3. 筋肉増強剤を使用するボディビルダーは医者を信じない
2022年にDrug and Alcohol Dependence誌に掲載された研究は、筋肉増強剤で強化されたボディビルダーは、ナチュラルなボディビルダーと比べて自己愛性、境界性および反社会性パーソナリティ障害といったクラスターB群パーソナリティ障害の特徴を強く示すことを明らかにした。筋肉増強剤の使用者に元々そのような特性の傾向があったのか、使用によって特性が発現したのかを確かめることはできないが、筋肉増強剤を使用するボディビルコミュニティには、若者たちが適切な医師のアドバイスを受けることを妨げる一般的傾向が見られる。
2020年にAmerican Journal of Men’s Health誌に掲載された研究は、調査対象2385人の過半数にあたる56.1%が、自分の筋肉増強剤使用を医師に告知せず秘密にしていたことを明らかにした。医師に使用を打ち明けた人も、その半数以上が医師に対して、差別されていると感じたと報告した。

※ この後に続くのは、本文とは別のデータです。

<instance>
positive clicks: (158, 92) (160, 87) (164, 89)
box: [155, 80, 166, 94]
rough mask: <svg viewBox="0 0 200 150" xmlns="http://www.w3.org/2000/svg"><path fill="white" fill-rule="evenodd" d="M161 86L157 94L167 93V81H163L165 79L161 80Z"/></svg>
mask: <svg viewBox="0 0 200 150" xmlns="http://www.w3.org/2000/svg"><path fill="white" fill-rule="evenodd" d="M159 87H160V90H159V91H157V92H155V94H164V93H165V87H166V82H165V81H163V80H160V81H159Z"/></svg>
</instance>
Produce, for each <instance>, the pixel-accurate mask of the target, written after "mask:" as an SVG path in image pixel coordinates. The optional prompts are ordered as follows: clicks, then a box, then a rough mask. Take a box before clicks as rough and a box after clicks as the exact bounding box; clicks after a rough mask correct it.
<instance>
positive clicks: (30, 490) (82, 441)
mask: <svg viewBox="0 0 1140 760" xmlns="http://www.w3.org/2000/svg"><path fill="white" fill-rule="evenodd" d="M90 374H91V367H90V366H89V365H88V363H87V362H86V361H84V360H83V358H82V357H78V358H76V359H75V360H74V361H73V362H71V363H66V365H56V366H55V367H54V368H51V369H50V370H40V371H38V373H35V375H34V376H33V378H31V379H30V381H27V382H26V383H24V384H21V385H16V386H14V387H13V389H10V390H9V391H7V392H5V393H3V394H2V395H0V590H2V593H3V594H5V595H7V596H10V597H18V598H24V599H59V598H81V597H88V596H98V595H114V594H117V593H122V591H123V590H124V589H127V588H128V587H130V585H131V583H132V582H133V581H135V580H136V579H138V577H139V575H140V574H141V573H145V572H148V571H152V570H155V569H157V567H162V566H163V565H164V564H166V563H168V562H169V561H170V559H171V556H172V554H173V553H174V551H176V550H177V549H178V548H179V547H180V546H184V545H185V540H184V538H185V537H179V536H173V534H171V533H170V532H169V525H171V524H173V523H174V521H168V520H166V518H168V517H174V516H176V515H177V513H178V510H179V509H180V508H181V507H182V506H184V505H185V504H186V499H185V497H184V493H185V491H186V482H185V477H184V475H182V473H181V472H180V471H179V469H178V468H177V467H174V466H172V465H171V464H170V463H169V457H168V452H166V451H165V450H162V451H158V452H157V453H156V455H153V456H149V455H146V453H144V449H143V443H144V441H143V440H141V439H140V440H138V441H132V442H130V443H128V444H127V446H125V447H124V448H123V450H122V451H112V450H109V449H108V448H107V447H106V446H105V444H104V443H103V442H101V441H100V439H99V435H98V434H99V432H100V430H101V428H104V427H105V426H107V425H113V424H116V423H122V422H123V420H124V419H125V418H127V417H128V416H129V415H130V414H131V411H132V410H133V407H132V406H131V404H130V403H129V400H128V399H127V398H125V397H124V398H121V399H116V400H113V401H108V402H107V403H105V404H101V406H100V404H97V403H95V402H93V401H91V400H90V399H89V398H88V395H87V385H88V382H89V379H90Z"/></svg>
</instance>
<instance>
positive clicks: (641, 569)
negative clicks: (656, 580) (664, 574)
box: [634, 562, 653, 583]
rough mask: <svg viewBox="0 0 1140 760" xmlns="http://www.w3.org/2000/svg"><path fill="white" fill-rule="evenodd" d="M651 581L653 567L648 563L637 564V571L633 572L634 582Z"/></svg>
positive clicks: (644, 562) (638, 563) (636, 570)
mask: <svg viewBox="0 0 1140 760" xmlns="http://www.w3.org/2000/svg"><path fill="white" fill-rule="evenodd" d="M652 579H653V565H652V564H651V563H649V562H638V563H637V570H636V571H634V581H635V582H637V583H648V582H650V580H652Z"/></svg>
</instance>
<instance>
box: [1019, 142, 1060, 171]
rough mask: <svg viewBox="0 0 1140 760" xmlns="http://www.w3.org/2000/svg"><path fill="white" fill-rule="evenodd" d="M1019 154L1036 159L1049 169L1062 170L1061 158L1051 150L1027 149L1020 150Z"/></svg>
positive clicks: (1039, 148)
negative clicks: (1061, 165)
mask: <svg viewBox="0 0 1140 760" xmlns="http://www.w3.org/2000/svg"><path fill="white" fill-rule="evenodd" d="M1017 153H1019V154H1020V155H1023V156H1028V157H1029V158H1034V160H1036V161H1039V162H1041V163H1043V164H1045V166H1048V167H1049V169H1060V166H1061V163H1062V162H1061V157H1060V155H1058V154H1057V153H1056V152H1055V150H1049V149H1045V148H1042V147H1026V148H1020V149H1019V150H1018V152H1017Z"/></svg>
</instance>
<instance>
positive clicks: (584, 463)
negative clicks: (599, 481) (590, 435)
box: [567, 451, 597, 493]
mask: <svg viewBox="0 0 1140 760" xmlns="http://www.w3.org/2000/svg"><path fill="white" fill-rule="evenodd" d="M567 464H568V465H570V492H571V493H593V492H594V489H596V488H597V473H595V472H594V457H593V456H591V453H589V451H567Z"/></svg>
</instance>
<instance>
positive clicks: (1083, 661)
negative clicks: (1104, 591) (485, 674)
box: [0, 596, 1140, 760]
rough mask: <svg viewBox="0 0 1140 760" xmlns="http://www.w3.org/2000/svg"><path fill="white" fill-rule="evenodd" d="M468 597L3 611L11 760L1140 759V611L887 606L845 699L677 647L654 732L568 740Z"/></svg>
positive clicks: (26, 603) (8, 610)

これは、信頼できる健康情報の取得や医療による監督に対する障壁をつくり、娯楽目的の筋肉増強剤使用に関わるリスクをさらに高めるものだ。そのような不信と誤情報の環境は、筋肉増強剤の使用における繊細さと複雑さについて、使用者と医療従事者の両方を教育する緊急性を強調している。
結論
筋肉増強剤の魅力は、特に若い男子の間では、まぎれもなく強い。使用を選ぶその背後には、自己検証の探求、社会規範との合致への願望そして自己肯定感との葛藤が隠れている。筋肉増強剤の使用は、単なる完璧な肉体への探求ではなく、より深い心理学的な要求と脆弱性の反映であることを忘れてはならない。解決方法を見つける上で、最も重要なのは思いやりと理解、教育だ。一連の奥深い心理学的要因に目を向けることによってのみ、筋肉増強剤使用の選択に直面している人々への意味のある支援と指導を提供することができる。